After Terry Pratchett

4 recommendations for Terry Pratchett fans who loved Going Postal, Mort, The Color of Magic, The Long Earth.

Author Focus

After Going Postal

Cover of The Gone-Away World

The Gone-Away World by Nick Harkaway

Going Postal nailed that perfect balance: razor-sharp satire on corporate greed wrapped in genuine heart for society's underdogs. You loved Moist von Lipwig because he redeemed himself through cunning, not sermons—a trickster who outsmarted the system while Pratchett's wordplay and footnotes rewarded every reread. That blend of irreverent humor with hopeful humanism, where progress triumphs despite bureaucratic absurdity, is exactly why this next book will feel like coming home.

After The Long Earth

Cover of All Systems Red

All Systems Red by Martha Wells

You fell hard for The Long Earth's whimsical multiverse hopping, where loner explorers like Joshua chart infinite worlds with potato-powered gadgets and Pratchett's biting satire on bureaucracy. Now, dive into All Systems Red's snarky AI SecUnit navigating corporate absurdities and alien dangers, echoing that reluctant hero vibe with dark wit and philosophical twists.
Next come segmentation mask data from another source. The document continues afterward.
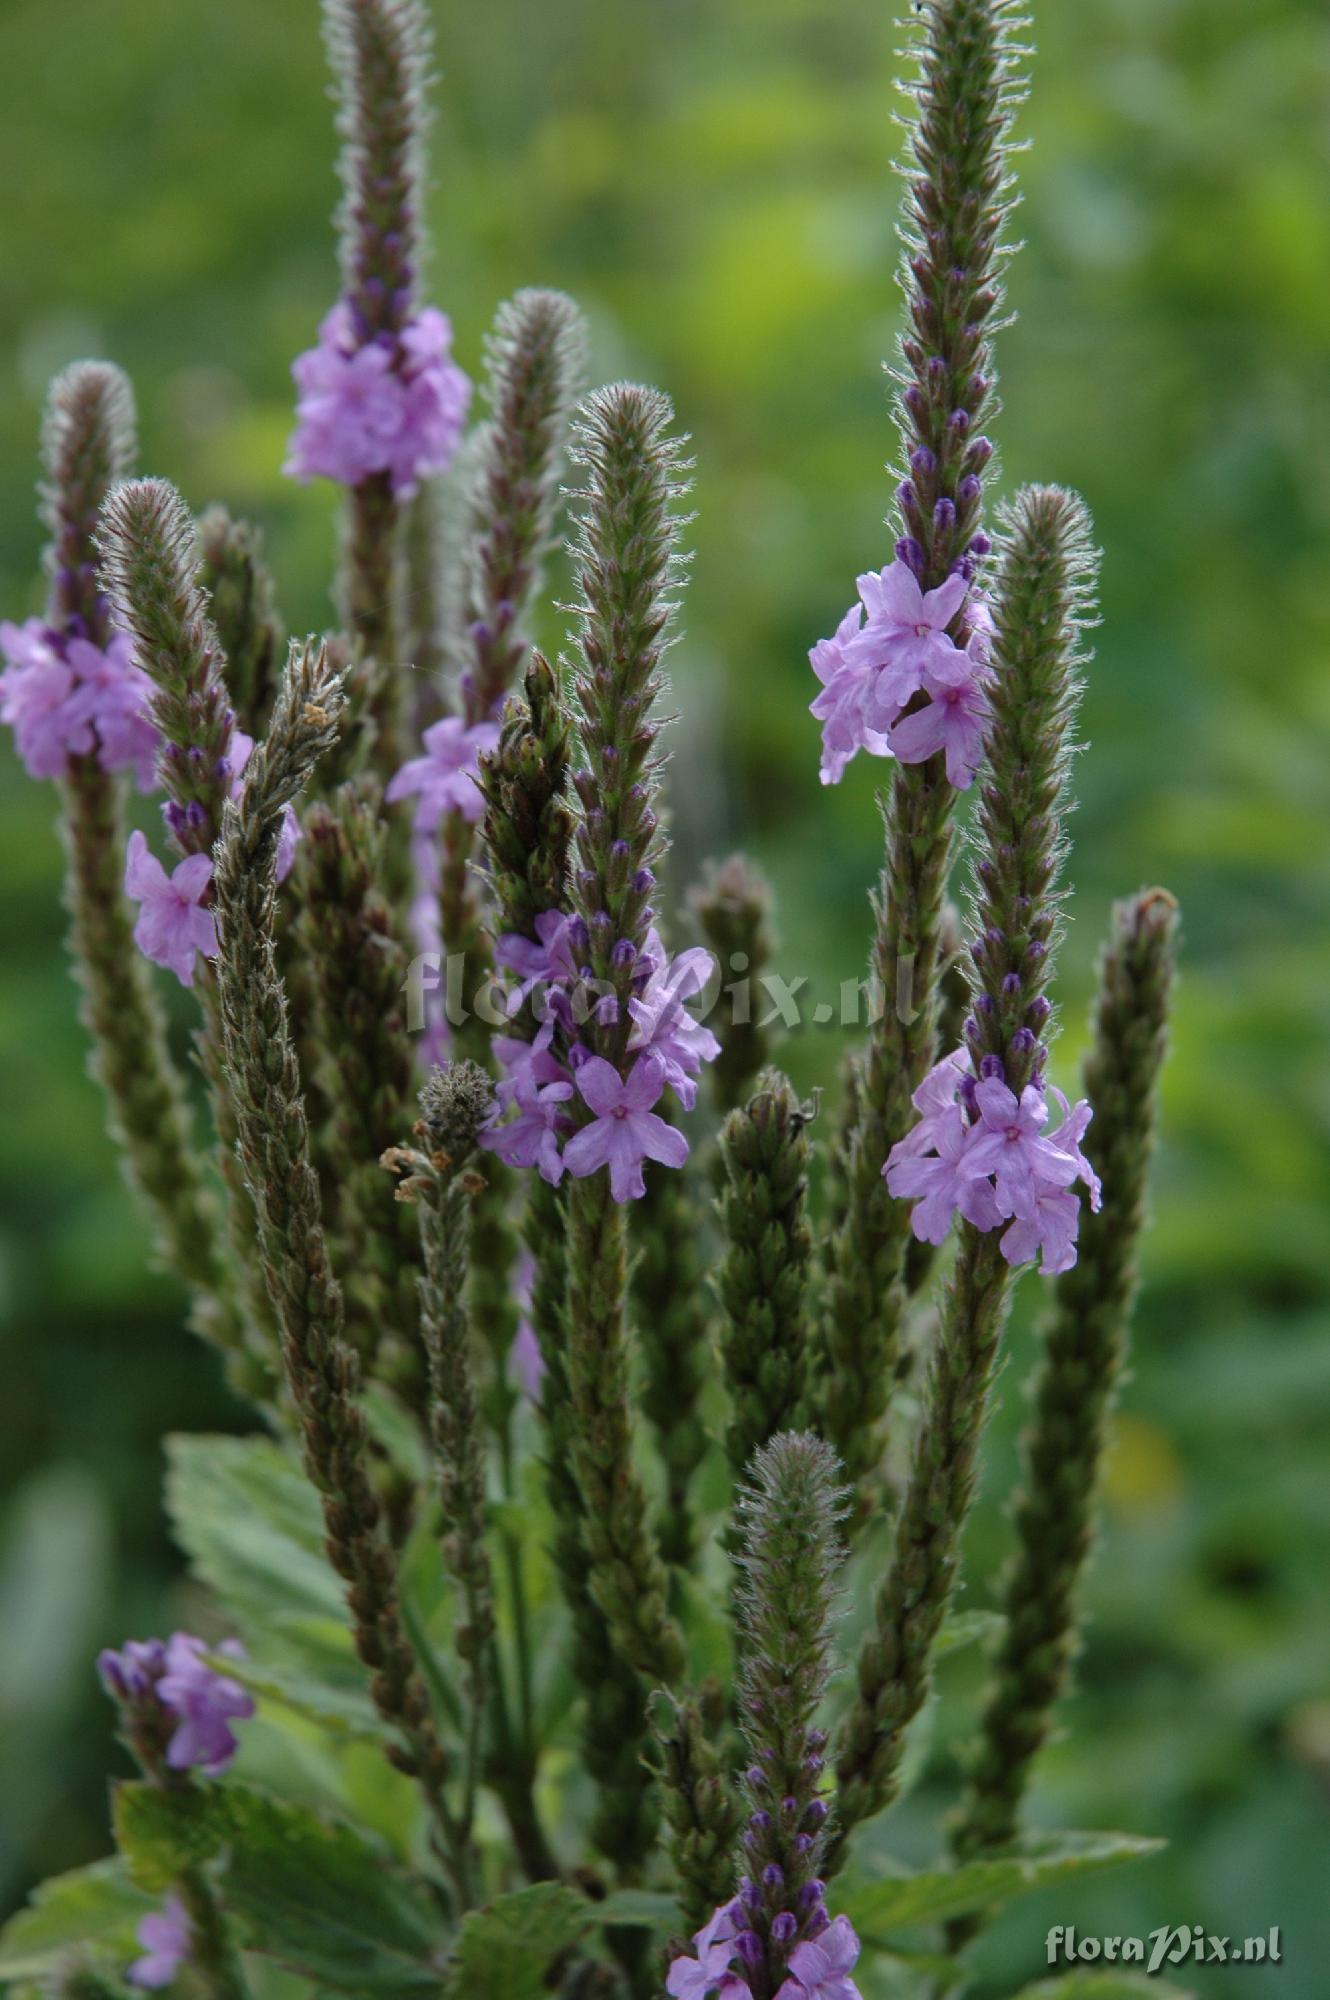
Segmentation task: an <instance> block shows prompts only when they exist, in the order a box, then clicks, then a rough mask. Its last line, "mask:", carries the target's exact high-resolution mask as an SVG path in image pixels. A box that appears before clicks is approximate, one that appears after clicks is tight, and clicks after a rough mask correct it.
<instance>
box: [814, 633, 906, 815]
mask: <svg viewBox="0 0 1330 2000" xmlns="http://www.w3.org/2000/svg"><path fill="white" fill-rule="evenodd" d="M862 618H864V610H862V606H860V604H852V606H850V610H848V612H846V614H844V618H842V620H840V624H838V626H836V636H834V638H820V640H818V644H816V646H814V648H812V652H810V654H808V662H810V666H812V670H814V674H816V676H818V680H820V682H822V694H818V696H816V700H812V702H810V704H808V712H810V714H814V716H816V718H818V722H820V724H822V770H820V776H822V784H840V778H842V774H844V768H846V764H848V762H850V758H852V756H854V754H856V752H858V750H868V754H870V756H890V754H892V746H890V744H888V740H886V734H884V726H886V718H882V716H880V714H878V700H876V684H878V670H876V666H874V664H872V660H854V658H850V652H848V648H850V642H852V640H854V638H856V634H858V630H860V624H862Z"/></svg>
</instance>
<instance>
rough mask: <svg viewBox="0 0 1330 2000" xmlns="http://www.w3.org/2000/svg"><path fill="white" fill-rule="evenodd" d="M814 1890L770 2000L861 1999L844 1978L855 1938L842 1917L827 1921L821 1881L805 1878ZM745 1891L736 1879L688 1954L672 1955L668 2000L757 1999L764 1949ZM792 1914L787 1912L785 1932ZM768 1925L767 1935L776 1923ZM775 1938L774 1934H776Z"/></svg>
mask: <svg viewBox="0 0 1330 2000" xmlns="http://www.w3.org/2000/svg"><path fill="white" fill-rule="evenodd" d="M808 1888H810V1890H816V1908H814V1912H812V1916H810V1918H808V1920H806V1922H804V1926H802V1928H804V1938H802V1940H800V1942H798V1944H796V1946H794V1950H792V1952H790V1958H788V1960H786V1966H784V1980H782V1984H780V1986H778V1988H776V1992H774V2000H862V1996H860V1990H858V1986H856V1984H854V1980H852V1978H850V1974H852V1970H854V1966H856V1962H858V1954H860V1942H858V1938H856V1934H854V1926H852V1924H850V1918H848V1916H838V1918H836V1920H832V1918H830V1916H828V1914H826V1904H824V1902H822V1884H820V1882H810V1884H808ZM746 1890H752V1884H750V1882H746V1884H740V1892H738V1896H736V1898H734V1902H726V1904H722V1906H720V1908H718V1910H716V1912H714V1916H712V1918H710V1920H708V1922H706V1924H704V1926H702V1930H698V1932H696V1934H694V1940H692V1948H694V1956H692V1958H676V1960H674V1962H672V1964H670V1972H668V1976H666V1992H668V1994H670V2000H758V1996H756V1994H754V1990H752V1984H750V1982H752V1978H754V1976H756V1978H762V1974H764V1968H766V1952H764V1948H762V1940H760V1936H758V1934H756V1930H752V1928H750V1922H748V1902H750V1900H756V1890H754V1896H752V1898H748V1896H746ZM794 1922H796V1920H794V1916H788V1928H790V1936H792V1934H794ZM780 1924H782V1918H776V1920H774V1924H772V1938H776V1926H780ZM776 1942H780V1938H776Z"/></svg>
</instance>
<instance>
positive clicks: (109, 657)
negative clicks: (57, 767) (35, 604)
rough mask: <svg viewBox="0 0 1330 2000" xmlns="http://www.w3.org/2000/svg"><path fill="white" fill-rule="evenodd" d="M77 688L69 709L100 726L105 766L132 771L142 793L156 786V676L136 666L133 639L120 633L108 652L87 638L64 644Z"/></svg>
mask: <svg viewBox="0 0 1330 2000" xmlns="http://www.w3.org/2000/svg"><path fill="white" fill-rule="evenodd" d="M64 656H66V660H68V664H70V666H72V668H74V674H76V680H78V686H76V690H74V696H72V700H70V712H72V714H76V716H78V718H80V720H86V722H90V724H92V726H94V730H96V740H98V764H100V766H102V770H132V772H134V784H136V786H138V790H140V792H152V790H154V786H156V754H158V742H160V738H158V732H156V728H154V724H152V712H150V702H152V680H150V678H148V674H144V670H142V668H140V666H134V640H132V638H130V636H128V634H126V632H116V636H114V638H112V642H110V644H108V648H106V652H102V648H100V646H94V644H92V640H86V638H70V640H68V642H66V648H64Z"/></svg>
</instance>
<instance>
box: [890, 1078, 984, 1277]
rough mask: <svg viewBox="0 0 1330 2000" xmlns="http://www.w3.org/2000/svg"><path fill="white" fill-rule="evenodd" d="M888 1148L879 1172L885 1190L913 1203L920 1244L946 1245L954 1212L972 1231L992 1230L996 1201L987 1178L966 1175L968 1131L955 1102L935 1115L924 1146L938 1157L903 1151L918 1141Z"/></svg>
mask: <svg viewBox="0 0 1330 2000" xmlns="http://www.w3.org/2000/svg"><path fill="white" fill-rule="evenodd" d="M916 1134H918V1128H916V1132H912V1134H910V1136H908V1138H904V1140H900V1144H898V1146H892V1150H890V1154H888V1160H886V1166H884V1168H882V1174H884V1176H886V1186H888V1190H890V1192H892V1194H894V1196H896V1200H900V1202H914V1204H916V1206H914V1208H912V1210H910V1228H912V1232H914V1234H916V1236H918V1240H920V1242H924V1244H940V1242H946V1232H948V1228H950V1226H952V1214H954V1212H956V1210H958V1212H960V1214H962V1216H964V1218H966V1222H972V1224H974V1226H976V1230H990V1228H994V1224H996V1222H998V1220H1000V1210H998V1200H996V1196H994V1192H992V1188H990V1184H988V1182H986V1180H976V1178H974V1176H972V1174H970V1172H968V1162H966V1148H968V1138H970V1128H968V1126H966V1120H964V1112H962V1110H960V1106H958V1104H952V1106H950V1110H944V1112H936V1114H934V1116H932V1120H930V1126H928V1144H930V1146H932V1148H936V1158H924V1156H922V1154H918V1152H906V1150H902V1148H908V1146H910V1142H912V1140H914V1138H916Z"/></svg>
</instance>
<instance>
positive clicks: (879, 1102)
mask: <svg viewBox="0 0 1330 2000" xmlns="http://www.w3.org/2000/svg"><path fill="white" fill-rule="evenodd" d="M1016 22H1018V14H1016V12H1014V6H1012V4H1010V0H924V6H922V8H920V10H918V38H916V58H918V82H916V86H914V90H912V104H914V118H912V124H910V132H908V140H906V156H904V162H902V172H904V178H906V204H904V220H902V238H904V260H902V286H904V294H906V314H908V326H906V332H904V336H902V342H900V352H902V370H900V376H898V380H900V396H898V410H896V416H898V426H900V436H902V448H904V456H906V462H908V472H906V488H904V492H902V496H900V526H902V530H904V536H902V544H900V546H898V560H904V562H906V564H908V566H910V568H912V570H914V574H916V578H918V584H920V588H922V590H924V592H932V590H942V588H944V586H946V584H948V580H952V576H958V578H962V580H966V582H968V584H974V576H976V560H978V558H980V554H982V552H986V548H988V540H986V536H984V534H982V532H980V504H982V500H980V488H982V478H984V476H986V468H988V464H990V460H992V446H990V442H988V438H986V436H984V434H982V426H984V424H986V422H988V418H990V416H992V414H994V412H996V400H994V380H996V378H994V362H992V344H990V336H992V330H994V324H996V314H998V302H1000V264H1002V256H1004V250H1002V242H1000V238H1002V228H1004V218H1006V212H1008V208H1010V188H1008V176H1006V146H1008V130H1010V120H1012V112H1014V106H1016V102H1018V98H1020V84H1018V78H1016V68H1014V62H1016V56H1018V50H1016V46H1014V42H1012V34H1014V28H1016ZM940 500H946V502H948V506H942V508H938V502H940ZM972 618H974V598H970V604H968V606H960V608H958V610H956V612H954V618H952V624H950V628H948V632H950V636H952V640H954V642H956V646H972V644H976V640H978V642H980V644H982V628H974V626H972ZM922 702H924V696H914V698H912V704H910V706H906V712H904V716H906V722H908V720H910V718H912V716H914V714H922V712H924V710H922ZM954 798H956V794H954V786H952V782H950V780H948V774H946V758H944V756H942V754H940V752H936V754H932V756H928V760H926V762H920V764H912V762H910V764H900V766H898V768H896V772H894V778H892V794H890V806H888V810H886V864H884V870H882V886H880V892H878V902H876V938H874V948H872V974H874V984H876V986H878V990H880V994H882V1000H884V1012H882V1018H880V1022H878V1024H876V1028H874V1032H872V1036H870V1044H868V1054H866V1060H864V1066H862V1070H860V1090H858V1114H860V1116H858V1124H856V1126H854V1130H852V1132H850V1134H848V1146H846V1158H844V1162H842V1168H840V1176H842V1180H844V1186H846V1194H848V1200H846V1220H844V1228H842V1232H840V1240H838V1244H836V1252H834V1272H832V1282H830V1296H828V1314H826V1356H824V1378H822V1390H820V1412H822V1430H824V1434H826V1436H828V1438H830V1440H832V1444H834V1446H836V1448H838V1452H840V1454H842V1458H844V1464H846V1472H848V1476H850V1478H852V1480H854V1482H856V1484H858V1486H860V1512H868V1508H870V1506H872V1500H874V1494H876V1468H878V1462H880V1456H882V1442H884V1440H882V1418H884V1416H886V1406H888V1400H890V1394H892V1386H894V1382H896V1378H898V1364H900V1316H902V1310H904V1300H906V1290H904V1282H902V1266H904V1254H906V1244H908V1210H906V1208H904V1206H902V1204H896V1202H892V1198H890V1194H888V1192H886V1188H884V1186H882V1180H880V1170H882V1160H884V1158H886V1154H888V1152H890V1148H892V1146H894V1144H896V1142H898V1140H900V1138H904V1134H906V1130H908V1128H910V1124H912V1122H914V1114H912V1106H910V1096H912V1092H914V1090H916V1088H918V1086H920V1082H922V1080H924V1076H926V1072H928V1068H930V1066H932V1062H934V1056H936V980H938V962H940V942H938V940H940V922H942V900H944V892H946V874H948V862H950V846H952V806H954Z"/></svg>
It's the perfect fix for middle-aged geeks craving clever sci-fi absurdity without real-world hassles.

After Mort

Cover of The Library at Mount Char

The Library at Mount Char by Scott Hawkins

Mort hooked you with its razor-sharp wit turning cosmic bureaucracy into laugh-out-loud absurdity, humanizing Death as a bumbling figure we can't help but root for. That perfect mix of dark humor, flawed protagonists fumbling through fate, and subtle musings on mortality without the preachiness—it's why we keep coming back to Pratchett's genius. If that resonated, you'll devour this follow-up's surreal world of god-like powers and ironic twists, echoing the same heartfelt chaos and clever comfort.

After The Color of Magic

Cover of Orconomics

Orconomics by J. Zachary Pike

Pratchett taught you to mock fantasy clichés with puns and chaos. Orconomics takes that irreverent wit and audits the genre's economics—turning adventuring guilds into corporate nightmares and dragon hoards into portfolios. Same flawed, broke heroes. Same whimsical absurdity. Zero epic stakes, all the smart laughs.